After six hours and 36 minutes, Kevin Anderson beat John Isner in the Wimbledon semi-final on a frankly ridiculous scoreline of 7-6 (6), 6-7 (5), 6-7 (9), 6-4, 26-24. The result prompted widespread calls for a rule change.
The tie was the second-longest match in the history of Grand Slam tennis and means Anderson will advance to play the winner of Novak Djokovic and Rafael Nadal. However, with that final set for Sunday several prominent tennis figures emerged afterward to call for a tie-breaker and avoid a repeat of this scenario.
Kevin Anderson delighted to win but calls for change of the no-tiebreak 5th set rules at Wimbledon and elsewhere. "I really hope we can look at this and address this because in the end you don't even feel that great out there."

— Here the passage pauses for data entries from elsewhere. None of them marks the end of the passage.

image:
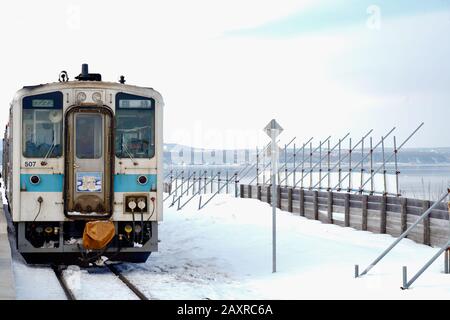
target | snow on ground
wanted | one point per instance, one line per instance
(224, 252)
(96, 283)
(35, 282)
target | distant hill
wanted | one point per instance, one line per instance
(424, 156)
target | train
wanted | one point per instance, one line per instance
(82, 170)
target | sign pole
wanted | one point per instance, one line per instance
(274, 200)
(273, 129)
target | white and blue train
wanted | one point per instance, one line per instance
(84, 151)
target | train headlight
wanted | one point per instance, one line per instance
(35, 179)
(97, 97)
(81, 96)
(141, 203)
(137, 229)
(142, 180)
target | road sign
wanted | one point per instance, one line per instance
(273, 125)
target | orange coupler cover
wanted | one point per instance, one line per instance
(97, 234)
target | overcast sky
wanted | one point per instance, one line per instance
(225, 68)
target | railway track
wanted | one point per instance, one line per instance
(69, 292)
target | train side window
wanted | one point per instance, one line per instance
(42, 125)
(135, 126)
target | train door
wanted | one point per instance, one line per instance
(88, 162)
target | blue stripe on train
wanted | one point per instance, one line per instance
(55, 183)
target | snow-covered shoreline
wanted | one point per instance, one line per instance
(224, 252)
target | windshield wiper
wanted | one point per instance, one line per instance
(50, 150)
(129, 154)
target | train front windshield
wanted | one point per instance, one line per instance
(135, 126)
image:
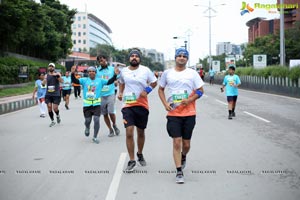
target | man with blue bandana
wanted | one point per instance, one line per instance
(184, 87)
(135, 83)
(104, 71)
(92, 91)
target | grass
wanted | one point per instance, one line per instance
(7, 92)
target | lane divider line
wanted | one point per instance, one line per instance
(260, 118)
(114, 185)
(221, 102)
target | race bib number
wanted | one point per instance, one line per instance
(105, 88)
(51, 88)
(90, 95)
(130, 98)
(178, 96)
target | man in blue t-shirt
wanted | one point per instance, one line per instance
(92, 93)
(231, 83)
(104, 71)
(211, 73)
(66, 89)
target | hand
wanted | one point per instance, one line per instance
(117, 71)
(144, 94)
(168, 107)
(120, 96)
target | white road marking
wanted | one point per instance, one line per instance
(114, 185)
(221, 102)
(257, 117)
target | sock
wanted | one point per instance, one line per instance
(51, 115)
(179, 169)
(183, 157)
(57, 113)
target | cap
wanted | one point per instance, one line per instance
(182, 51)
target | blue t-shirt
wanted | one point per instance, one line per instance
(211, 72)
(92, 91)
(67, 83)
(41, 90)
(228, 82)
(106, 74)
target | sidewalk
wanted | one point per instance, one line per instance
(14, 103)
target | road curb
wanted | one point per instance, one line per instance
(16, 105)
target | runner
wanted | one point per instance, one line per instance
(108, 100)
(66, 89)
(135, 83)
(40, 91)
(77, 87)
(53, 93)
(92, 87)
(184, 86)
(231, 83)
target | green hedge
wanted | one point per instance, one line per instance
(275, 71)
(9, 70)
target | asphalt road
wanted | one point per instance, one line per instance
(254, 156)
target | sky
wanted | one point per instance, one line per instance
(152, 24)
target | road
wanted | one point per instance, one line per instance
(254, 156)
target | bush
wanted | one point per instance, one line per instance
(295, 73)
(9, 69)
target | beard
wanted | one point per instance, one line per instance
(134, 63)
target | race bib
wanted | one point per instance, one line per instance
(178, 96)
(90, 95)
(51, 88)
(105, 88)
(130, 98)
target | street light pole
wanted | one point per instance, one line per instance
(209, 9)
(282, 42)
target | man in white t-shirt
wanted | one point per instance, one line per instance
(184, 86)
(135, 83)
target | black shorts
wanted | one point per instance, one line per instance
(52, 99)
(231, 98)
(91, 110)
(135, 116)
(181, 126)
(66, 92)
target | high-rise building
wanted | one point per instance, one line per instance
(88, 31)
(228, 49)
(154, 55)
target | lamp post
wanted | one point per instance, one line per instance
(209, 9)
(282, 42)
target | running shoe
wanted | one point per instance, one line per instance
(96, 140)
(58, 119)
(111, 133)
(117, 131)
(131, 165)
(179, 177)
(141, 159)
(52, 124)
(87, 132)
(233, 114)
(183, 162)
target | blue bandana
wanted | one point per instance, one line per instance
(182, 51)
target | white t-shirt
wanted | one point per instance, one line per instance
(135, 82)
(180, 85)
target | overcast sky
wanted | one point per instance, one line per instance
(152, 24)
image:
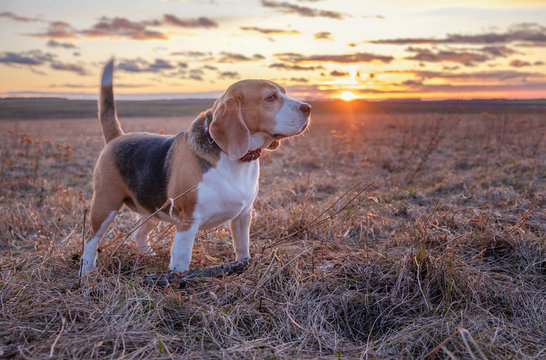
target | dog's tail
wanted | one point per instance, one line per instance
(111, 128)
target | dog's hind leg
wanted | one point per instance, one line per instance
(182, 248)
(240, 227)
(103, 211)
(140, 236)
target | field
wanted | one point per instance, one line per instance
(375, 235)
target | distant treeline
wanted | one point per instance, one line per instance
(56, 108)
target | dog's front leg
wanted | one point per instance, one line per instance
(240, 227)
(182, 248)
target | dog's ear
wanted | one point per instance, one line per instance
(228, 128)
(274, 145)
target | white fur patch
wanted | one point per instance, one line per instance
(182, 248)
(226, 191)
(290, 120)
(108, 74)
(89, 257)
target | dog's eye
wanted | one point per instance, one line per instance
(271, 98)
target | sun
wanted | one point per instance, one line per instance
(347, 96)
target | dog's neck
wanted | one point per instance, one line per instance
(249, 156)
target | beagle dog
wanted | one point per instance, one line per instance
(195, 180)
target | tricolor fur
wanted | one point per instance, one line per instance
(144, 171)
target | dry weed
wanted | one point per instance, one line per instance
(443, 257)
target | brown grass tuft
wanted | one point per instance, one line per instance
(442, 257)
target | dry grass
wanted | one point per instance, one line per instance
(443, 257)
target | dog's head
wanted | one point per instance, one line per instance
(254, 114)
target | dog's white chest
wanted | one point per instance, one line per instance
(226, 191)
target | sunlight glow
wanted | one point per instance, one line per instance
(347, 96)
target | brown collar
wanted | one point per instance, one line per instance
(248, 157)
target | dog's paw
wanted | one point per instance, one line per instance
(146, 250)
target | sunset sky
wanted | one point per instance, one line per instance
(315, 48)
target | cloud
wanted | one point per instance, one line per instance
(283, 66)
(269, 31)
(461, 57)
(519, 63)
(478, 76)
(229, 75)
(226, 57)
(323, 35)
(201, 22)
(299, 80)
(57, 30)
(58, 44)
(143, 66)
(122, 27)
(465, 57)
(32, 57)
(196, 74)
(531, 34)
(288, 8)
(38, 58)
(78, 69)
(344, 58)
(14, 17)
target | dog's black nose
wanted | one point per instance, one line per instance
(306, 109)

— Christopher Clarey 🇺🇸 🇫🇷 🇪🇸 (@christophclarey) July 13, 2018
Time for the players to take a stand and insist there be a final-set tiebreak at @Wimbledon. Because whoever wins this match is going to be absolutely dead come the final, which is unfair (and makes for bad TV/entertainment for fans etc).
— Simon Cambers (@scambers73) July 13, 2018
Patrick McEnroe pulling no punches on ESPN's broadcast of Isner vs. Anderson, at 15-15: "There needs to be a tiebreak at some point in the final set. For the crowd, for the players, for you watching at home, for the other players. For the good of the game, is the bottom line."
— Ed McGrogan (@EdMcGrogan) July 13, 2018
‘Isner 70-68 Mahut was a great day for our sport, it got everyone talking about tennis. But the day after was when we should have changed the rules to ensure it never happened again.’
John McEnroe - 7 years ago. #Wimbledon #BBCTennis— David Law (@DavidLawTennis) July 13, 2018
Yes, John Inverdale and John McEnroe, we *have* entered the realm of the absurd. How on earth is the winner of this match meant to play again on Sunday, and surely it’s unfair to the winner of the other semi to have back-to-back matches? #wimbledon
— Jen 💙 (@fidgety_jen) July 13, 2018
By the time the game finished, the roof had closed and the floodlights were on. It reminded many of Isner's win over Nicolas Mahut in 2010, the longest ever game. That finished 70-68 in the fifth set after an epic 11 hours, 5 minutes.
Immediately after today's match, Anderson urged authorities to introduce a tie-breaker to ensure this wouldn't happen again. It also meant that Nadal and Djokovic's semi-final was pushed back into the evening, although the Serb kept himself busy in his changing room.